Public Attributes | |
type(aero_particle_array_t) | bin |
Bin arrays. | |
real *8 | comp_vol |
Computational volume (m^3). | |
integer | n_part |
Total number of particles. |
The particles in aero_state_t are stored sorted per-bin, to improve efficiency of access and sampling. If a particle has total volume v
then calling i_bin = bin_grid_particle_in_bin(bin_grid, v)

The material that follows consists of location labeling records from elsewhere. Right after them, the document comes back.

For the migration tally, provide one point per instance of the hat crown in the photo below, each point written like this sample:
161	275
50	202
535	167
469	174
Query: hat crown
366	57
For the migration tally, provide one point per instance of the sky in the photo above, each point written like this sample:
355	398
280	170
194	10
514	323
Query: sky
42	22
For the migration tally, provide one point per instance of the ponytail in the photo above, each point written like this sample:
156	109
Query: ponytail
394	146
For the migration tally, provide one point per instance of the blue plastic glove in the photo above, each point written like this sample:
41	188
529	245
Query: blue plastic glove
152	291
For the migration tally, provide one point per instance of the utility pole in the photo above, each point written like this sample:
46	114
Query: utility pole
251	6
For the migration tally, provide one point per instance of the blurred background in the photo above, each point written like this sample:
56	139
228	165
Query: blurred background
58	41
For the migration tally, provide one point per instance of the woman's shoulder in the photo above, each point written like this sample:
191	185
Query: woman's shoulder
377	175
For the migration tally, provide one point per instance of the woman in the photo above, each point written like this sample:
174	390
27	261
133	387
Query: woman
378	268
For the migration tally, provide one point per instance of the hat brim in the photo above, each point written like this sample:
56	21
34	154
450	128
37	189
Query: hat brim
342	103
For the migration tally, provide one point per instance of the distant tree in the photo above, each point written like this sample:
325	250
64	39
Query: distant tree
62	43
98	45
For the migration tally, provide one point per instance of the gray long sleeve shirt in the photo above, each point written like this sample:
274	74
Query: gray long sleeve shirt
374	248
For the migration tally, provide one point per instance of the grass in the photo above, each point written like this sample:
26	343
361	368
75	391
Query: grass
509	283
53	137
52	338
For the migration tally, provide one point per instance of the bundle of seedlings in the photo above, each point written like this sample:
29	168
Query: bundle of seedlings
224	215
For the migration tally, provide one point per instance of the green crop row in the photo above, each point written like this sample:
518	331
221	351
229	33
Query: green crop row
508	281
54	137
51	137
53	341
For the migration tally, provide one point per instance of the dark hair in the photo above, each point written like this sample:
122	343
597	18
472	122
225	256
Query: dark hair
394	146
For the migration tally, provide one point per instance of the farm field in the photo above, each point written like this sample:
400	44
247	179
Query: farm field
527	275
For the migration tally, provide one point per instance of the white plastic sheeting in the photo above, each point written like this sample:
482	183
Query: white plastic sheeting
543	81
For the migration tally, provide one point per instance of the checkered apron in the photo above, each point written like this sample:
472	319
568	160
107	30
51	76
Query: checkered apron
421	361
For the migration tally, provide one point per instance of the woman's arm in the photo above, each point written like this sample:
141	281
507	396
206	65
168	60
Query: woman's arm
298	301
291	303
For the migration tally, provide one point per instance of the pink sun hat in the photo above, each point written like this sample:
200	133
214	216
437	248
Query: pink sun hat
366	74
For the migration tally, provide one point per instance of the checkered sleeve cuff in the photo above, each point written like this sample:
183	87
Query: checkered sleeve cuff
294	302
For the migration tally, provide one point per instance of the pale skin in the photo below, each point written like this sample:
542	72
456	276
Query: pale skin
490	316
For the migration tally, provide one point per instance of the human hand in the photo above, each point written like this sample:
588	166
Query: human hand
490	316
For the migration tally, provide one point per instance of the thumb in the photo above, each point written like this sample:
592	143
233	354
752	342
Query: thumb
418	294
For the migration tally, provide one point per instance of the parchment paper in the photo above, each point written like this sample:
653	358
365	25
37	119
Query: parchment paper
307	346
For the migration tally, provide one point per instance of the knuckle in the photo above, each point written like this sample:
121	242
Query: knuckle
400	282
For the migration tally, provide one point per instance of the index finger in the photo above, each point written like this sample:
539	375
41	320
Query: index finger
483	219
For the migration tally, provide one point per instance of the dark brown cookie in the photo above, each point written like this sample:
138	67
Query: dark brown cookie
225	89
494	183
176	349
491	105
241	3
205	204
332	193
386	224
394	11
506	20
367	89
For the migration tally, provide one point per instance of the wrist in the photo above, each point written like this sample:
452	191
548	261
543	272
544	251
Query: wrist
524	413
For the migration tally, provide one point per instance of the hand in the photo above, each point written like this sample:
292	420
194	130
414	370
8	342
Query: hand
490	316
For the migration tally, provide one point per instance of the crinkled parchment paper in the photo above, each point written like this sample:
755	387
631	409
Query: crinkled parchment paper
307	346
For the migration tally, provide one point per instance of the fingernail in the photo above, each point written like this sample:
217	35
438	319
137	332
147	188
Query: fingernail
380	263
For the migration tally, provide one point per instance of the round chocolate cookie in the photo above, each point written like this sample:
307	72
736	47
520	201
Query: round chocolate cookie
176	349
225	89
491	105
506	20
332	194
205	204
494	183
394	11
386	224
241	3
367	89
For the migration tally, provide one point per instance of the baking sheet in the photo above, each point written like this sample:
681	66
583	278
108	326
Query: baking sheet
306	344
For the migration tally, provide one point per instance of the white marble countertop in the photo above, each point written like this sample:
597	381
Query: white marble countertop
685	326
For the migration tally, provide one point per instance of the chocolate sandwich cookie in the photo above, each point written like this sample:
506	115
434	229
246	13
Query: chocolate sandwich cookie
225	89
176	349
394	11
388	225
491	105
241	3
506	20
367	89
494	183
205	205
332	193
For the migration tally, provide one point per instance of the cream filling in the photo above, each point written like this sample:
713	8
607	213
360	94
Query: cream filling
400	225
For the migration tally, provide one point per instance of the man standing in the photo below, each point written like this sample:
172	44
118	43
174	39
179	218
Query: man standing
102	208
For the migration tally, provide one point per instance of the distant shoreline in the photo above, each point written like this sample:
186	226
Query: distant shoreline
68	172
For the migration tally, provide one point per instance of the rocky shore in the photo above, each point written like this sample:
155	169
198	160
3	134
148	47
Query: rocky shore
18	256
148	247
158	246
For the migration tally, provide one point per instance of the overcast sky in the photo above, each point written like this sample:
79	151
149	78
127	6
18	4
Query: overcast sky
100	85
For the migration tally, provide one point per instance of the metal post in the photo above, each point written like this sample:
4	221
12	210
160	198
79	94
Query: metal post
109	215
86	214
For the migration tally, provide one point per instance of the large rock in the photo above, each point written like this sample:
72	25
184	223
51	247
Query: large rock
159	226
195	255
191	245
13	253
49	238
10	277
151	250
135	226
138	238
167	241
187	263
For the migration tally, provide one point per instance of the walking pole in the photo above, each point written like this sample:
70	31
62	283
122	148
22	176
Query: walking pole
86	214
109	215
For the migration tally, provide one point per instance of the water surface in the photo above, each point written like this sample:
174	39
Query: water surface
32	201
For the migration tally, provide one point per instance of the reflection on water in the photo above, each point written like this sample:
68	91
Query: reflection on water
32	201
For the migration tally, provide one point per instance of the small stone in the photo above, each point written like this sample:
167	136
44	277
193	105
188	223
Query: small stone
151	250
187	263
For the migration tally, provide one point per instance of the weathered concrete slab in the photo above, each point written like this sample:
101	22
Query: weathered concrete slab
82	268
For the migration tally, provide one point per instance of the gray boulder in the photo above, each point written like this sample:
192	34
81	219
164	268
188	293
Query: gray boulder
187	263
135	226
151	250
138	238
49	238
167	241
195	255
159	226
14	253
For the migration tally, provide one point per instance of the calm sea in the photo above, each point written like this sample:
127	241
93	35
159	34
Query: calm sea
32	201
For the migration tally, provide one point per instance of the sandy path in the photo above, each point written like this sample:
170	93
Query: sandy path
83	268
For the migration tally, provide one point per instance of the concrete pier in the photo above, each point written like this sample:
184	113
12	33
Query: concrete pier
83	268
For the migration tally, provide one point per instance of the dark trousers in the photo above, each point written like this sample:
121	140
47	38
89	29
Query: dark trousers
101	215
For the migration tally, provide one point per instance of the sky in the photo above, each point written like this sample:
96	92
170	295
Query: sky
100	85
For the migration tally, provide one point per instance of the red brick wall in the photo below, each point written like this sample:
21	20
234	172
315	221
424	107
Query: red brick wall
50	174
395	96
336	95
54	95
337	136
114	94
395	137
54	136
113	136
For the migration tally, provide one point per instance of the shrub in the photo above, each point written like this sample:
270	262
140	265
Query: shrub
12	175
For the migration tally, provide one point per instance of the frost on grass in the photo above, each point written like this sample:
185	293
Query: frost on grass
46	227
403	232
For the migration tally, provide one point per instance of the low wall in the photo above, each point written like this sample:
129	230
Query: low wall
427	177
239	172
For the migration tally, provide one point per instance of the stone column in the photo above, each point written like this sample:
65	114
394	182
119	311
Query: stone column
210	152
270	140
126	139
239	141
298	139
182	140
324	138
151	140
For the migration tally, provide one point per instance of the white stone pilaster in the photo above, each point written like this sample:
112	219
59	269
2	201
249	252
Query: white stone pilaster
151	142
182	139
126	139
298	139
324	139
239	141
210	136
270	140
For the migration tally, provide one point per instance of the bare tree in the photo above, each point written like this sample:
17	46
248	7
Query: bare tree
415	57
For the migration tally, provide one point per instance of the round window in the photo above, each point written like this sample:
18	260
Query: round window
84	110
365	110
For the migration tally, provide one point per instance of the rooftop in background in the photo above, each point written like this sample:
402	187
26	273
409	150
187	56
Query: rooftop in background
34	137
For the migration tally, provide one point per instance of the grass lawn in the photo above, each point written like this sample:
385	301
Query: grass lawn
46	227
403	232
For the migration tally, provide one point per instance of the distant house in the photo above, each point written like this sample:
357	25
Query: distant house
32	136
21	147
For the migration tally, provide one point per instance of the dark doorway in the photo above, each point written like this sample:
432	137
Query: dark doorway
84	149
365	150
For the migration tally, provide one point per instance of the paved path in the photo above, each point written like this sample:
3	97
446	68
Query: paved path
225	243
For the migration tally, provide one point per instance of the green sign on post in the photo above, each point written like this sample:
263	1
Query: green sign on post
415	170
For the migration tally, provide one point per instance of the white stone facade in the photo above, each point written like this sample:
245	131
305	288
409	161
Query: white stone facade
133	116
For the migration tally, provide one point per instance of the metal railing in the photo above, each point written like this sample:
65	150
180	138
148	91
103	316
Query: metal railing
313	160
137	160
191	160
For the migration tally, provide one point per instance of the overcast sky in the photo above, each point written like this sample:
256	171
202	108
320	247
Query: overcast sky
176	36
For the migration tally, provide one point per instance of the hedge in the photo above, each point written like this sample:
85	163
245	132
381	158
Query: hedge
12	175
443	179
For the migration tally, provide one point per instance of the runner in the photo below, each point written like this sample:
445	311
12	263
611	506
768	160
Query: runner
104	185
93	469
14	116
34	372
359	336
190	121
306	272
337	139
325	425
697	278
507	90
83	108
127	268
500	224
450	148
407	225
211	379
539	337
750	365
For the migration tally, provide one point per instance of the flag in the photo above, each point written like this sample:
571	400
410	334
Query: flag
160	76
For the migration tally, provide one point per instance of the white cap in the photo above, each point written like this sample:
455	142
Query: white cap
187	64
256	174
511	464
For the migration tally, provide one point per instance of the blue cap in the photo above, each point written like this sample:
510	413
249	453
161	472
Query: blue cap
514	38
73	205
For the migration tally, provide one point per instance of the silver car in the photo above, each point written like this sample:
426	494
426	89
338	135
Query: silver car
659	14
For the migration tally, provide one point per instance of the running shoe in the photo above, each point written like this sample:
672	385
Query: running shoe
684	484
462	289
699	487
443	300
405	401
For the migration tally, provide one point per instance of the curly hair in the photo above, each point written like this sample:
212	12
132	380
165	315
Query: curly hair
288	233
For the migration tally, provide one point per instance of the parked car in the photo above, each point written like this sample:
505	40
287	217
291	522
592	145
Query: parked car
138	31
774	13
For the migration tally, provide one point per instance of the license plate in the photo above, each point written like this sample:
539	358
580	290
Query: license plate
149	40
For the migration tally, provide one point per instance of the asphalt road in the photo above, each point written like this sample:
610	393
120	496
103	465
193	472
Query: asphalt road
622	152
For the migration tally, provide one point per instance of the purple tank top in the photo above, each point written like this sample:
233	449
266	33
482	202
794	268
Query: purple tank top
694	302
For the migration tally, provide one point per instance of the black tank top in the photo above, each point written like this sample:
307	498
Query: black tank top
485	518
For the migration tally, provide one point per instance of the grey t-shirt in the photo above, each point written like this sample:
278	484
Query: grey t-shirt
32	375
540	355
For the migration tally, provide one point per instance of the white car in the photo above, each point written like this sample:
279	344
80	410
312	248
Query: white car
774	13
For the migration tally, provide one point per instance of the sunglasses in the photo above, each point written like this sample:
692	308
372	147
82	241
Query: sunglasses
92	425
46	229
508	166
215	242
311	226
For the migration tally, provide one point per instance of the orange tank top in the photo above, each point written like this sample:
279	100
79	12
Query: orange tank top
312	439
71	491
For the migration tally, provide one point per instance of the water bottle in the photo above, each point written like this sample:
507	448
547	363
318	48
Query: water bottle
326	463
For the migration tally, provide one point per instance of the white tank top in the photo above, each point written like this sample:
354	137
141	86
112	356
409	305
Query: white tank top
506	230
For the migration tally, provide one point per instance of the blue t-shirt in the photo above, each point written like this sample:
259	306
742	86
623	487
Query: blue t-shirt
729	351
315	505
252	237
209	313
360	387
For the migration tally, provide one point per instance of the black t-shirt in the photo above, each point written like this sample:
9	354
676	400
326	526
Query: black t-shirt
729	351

finds the bin number i_bin where that particle should go. That particle is then stored as aero_state%bin
(i_bin)%particle(i_part), where i_part
is the index within the bin. aero_state%v
(i_bin)%p(i_part)%vol(i_spec) is thus the volume of the i_spec-th
species in the i_part-th
particle in the i_bin-th
bin.
Typically most of the bins have only a few particles, while a small number of bins have many particles. To avoid having too much storage allocated for the bins with only a few particles, we do dynamic allocation and deallocation of the storage per-bin. With Fortran 90 we can't have arrays of arrays, so we have to use an array of pointers, and then allocate each pointer.
To avoid doing allocation and deallocation every time we add or remove a particle to a bin, we always double or halve the bin storage as necessary. The actual number of particles stored in a bin will generally be less than the actual memory allocated for that bin, so we store the current number of particles in a bin in aero_state%bin
(i_bin)%n_part. The allocated size of bin storage in aero_state%bin
(i_bin)%particle is not stored explicitly, but can be obtained with the Fortran 90 SIZE() intrinsic function.
Bin arrays.
Computational volume (m^3).
Total number of particles.